My initial reaction was to beg him to stay, just like I had before, but I didn't. I wasn't going to. Not this time.

I wasn't sure how long I sat there, pondering this, before he walked into the living room and handed me my phone.

"Hey, I'm sorry, okay?" He said, taking my silence for sadness. "I don't want to leave and I still love you. I just can't live with your brother."

I nodded again and gave him a small smile. "I know. I get it." I replied, quietly, then hung my head.

I couldn't look him in the eyes. If I did, then I might be tempted to tell him to stay and was determined not to.

"Okay, well, I only have a little more to get today. Maybe you can pack up whatever else of mine that is left and bring it to me sometime tomorrow or this week. You can bring Ben down this weekend, and we can all hang out." He replied.

I nodded again, and felt the tears well up in my eyes. I wouldn't be going down there this weekend. I already knew that I wouldn't.

If I could stay strong.

"We'll be okay, Baby. Don't worry." He said, then leaned down and pressed his soft lips to mine.

The dam holding the tears back almost broke, but I somehow managed to keep them at bay.

"I know." I lied, giving him another sad smile.

"Good." He replied, smiling back. "I'll let you know when I'm finished so you can get me the fuck out of this hellhole."

"Okay." I sighed.

He walked back to the room, so I took the opportunity to scroll social media. We were both still on Facebook, even though I hated it.
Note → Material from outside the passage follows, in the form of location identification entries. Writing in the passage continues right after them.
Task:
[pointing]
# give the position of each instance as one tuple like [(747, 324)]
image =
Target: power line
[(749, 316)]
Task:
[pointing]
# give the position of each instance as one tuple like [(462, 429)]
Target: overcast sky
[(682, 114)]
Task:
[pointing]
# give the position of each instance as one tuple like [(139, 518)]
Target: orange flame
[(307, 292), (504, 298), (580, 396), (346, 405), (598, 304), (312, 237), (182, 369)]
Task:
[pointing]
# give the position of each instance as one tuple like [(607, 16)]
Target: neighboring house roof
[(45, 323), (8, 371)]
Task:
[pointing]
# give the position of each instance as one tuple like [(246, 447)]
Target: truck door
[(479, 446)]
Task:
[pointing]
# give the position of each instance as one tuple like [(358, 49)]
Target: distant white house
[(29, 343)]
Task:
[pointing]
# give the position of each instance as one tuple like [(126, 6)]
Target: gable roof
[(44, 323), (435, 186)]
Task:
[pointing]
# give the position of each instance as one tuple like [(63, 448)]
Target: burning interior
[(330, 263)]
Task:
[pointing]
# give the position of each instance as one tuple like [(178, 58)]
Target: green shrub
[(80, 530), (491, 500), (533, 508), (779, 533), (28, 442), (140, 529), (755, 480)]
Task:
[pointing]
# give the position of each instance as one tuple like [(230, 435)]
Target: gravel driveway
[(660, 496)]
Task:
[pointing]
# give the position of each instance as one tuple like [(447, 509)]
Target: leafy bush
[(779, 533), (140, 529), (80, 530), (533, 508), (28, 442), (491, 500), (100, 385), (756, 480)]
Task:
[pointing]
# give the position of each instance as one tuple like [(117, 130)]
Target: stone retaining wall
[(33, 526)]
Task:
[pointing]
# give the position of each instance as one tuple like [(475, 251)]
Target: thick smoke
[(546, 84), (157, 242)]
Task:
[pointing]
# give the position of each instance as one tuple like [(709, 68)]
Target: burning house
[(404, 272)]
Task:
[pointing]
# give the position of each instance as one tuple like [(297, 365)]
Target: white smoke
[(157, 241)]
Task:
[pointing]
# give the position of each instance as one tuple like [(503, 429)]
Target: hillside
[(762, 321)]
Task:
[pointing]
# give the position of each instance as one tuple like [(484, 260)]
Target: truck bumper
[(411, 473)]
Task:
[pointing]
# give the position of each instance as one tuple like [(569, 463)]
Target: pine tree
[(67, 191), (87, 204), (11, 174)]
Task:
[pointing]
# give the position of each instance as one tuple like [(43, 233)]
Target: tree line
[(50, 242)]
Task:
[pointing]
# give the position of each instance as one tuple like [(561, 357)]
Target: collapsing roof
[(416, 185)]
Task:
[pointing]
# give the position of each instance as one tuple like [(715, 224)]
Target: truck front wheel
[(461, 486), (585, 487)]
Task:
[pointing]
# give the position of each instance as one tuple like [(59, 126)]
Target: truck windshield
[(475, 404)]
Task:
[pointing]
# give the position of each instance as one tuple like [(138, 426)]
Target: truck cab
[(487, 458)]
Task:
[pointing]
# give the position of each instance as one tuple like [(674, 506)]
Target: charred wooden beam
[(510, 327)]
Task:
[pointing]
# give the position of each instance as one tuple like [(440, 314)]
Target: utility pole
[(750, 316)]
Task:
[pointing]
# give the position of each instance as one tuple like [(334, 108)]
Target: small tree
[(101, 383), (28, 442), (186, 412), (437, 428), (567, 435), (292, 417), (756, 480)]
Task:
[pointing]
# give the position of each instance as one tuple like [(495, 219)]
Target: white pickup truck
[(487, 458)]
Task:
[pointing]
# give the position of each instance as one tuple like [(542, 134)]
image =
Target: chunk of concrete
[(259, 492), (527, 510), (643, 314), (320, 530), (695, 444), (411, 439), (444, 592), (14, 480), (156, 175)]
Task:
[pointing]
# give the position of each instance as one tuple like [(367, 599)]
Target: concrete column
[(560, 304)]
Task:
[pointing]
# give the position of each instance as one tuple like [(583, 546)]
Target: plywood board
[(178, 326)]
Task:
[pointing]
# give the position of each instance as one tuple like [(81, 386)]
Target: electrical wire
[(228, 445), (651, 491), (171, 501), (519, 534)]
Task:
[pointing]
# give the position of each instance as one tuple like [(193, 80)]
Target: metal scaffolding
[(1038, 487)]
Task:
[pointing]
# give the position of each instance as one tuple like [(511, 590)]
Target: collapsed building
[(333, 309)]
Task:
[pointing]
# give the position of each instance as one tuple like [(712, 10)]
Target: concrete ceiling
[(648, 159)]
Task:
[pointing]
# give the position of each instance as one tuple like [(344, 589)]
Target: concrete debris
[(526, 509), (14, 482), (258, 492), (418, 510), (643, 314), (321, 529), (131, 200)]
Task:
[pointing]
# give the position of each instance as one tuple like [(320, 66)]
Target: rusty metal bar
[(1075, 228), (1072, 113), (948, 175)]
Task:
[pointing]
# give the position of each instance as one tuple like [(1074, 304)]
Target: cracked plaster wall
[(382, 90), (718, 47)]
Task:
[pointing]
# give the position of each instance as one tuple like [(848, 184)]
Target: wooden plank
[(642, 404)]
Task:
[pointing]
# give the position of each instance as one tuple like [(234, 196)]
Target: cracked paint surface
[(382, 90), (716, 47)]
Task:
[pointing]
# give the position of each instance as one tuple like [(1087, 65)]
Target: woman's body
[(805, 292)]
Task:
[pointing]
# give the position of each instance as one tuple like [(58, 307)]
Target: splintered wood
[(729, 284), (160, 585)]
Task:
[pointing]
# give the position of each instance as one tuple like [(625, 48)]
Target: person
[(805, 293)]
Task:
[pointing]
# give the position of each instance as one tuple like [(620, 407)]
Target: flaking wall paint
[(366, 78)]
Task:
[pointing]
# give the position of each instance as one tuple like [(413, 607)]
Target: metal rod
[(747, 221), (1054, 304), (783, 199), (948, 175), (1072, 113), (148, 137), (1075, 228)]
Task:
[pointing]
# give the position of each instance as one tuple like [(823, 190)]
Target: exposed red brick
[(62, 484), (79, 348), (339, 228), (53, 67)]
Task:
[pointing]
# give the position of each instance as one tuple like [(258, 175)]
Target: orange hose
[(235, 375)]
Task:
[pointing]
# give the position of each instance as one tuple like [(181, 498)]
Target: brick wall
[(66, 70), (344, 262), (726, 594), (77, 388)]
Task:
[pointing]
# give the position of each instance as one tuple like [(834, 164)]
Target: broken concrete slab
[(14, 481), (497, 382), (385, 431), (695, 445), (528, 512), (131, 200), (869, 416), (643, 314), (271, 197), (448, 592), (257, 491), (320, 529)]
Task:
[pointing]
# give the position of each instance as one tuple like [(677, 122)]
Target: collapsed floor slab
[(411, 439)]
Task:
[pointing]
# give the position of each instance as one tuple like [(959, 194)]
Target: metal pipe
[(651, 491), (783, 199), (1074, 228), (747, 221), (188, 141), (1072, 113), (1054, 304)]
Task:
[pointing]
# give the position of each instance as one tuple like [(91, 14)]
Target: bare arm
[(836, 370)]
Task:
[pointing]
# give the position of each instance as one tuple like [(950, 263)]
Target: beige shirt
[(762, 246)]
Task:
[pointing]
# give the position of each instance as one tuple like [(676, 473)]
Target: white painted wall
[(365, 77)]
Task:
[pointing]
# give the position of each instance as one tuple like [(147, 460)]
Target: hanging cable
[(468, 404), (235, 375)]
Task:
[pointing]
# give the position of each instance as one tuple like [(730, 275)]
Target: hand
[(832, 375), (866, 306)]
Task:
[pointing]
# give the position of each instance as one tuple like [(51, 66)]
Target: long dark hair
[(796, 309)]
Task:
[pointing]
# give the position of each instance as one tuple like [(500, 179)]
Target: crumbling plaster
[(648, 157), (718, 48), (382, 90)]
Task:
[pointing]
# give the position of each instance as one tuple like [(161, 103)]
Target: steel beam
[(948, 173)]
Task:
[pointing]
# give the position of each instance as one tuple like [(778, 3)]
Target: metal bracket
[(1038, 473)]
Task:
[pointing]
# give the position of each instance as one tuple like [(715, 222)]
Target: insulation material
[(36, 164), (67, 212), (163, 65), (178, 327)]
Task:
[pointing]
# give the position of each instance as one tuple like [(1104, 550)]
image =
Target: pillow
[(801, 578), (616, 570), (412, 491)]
I tried to move to Instagram, but Will didn't like it and kept berating me for being on "that stupid app," so I quit going on there.
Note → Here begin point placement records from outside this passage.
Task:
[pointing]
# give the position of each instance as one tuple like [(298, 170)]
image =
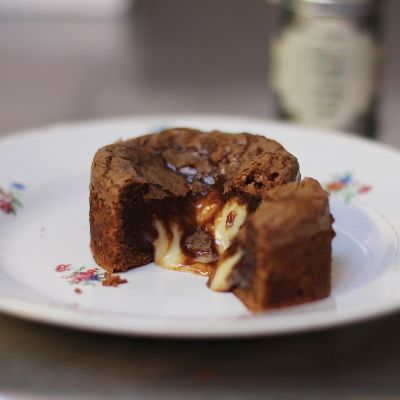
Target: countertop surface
[(54, 71)]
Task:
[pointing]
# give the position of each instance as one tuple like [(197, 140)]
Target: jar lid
[(330, 8)]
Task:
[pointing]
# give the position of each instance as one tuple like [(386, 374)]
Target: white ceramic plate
[(49, 169)]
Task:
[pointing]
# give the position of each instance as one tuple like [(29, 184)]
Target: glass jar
[(326, 62)]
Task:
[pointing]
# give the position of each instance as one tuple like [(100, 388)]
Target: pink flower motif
[(63, 267), (6, 206), (364, 189)]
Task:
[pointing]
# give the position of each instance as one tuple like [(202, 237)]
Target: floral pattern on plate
[(10, 199), (347, 186)]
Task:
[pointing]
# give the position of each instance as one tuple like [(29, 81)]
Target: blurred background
[(66, 61)]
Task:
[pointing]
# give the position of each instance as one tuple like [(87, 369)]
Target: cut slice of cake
[(282, 254)]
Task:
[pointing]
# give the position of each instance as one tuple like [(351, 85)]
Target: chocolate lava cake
[(228, 206)]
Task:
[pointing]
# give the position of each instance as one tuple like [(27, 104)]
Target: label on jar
[(324, 71)]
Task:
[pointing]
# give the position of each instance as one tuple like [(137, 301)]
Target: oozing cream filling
[(221, 223)]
I opened Facebook and started to scroll. Then, a message popped up from someone that I knew, but didn't talk to.

Some girl from school.

"Yeah, you can come over. I need more than that quickie that I got last weekend. You can show me what that tongue does again too. I need a reminder."

What the fuck? I was so confused at first.

Why was she messaging me this?

Did she accidently send it to me? That wouldn't be possible though, because we had never talked. That's when I noticed that I wasn't logged into my Facebook at all.

No, Will had logged into his and forgotten to log out. I felt sick to my stomach. I scrolled up and read the messages that they had been sending each other for the past two weeks.

Every disgusting detail, with pictures to emphasize their points. Every time that I thought he went to work, he was at her house. Every time that I thought he was at Dusty's, he was with her. Fucking her, telling her that he loved her and her body.

My small amount of self confidence plummeted. She was way bigger than me, and even though I didn't like to judge other females, because I knew I wasn't pretty, she looked like a smushed faced bulldog. That was probably just the anger making me think like that, but it did nothing for my confidence.

If he wanted to be with her, then I really was an ugly piece of shit. I didn't want to keep dealing with this. I didn't have to deal with it, or anything from anyone new.

I would rather be alone, than to keep living like this. That made up my mind, but I still couldn't tell him.

So, I took my phone in there, and tossed it at him.

"Whoa, what the fuck, Callie?! You almost hit me!" He exclaimed. "Why do I need your phone?"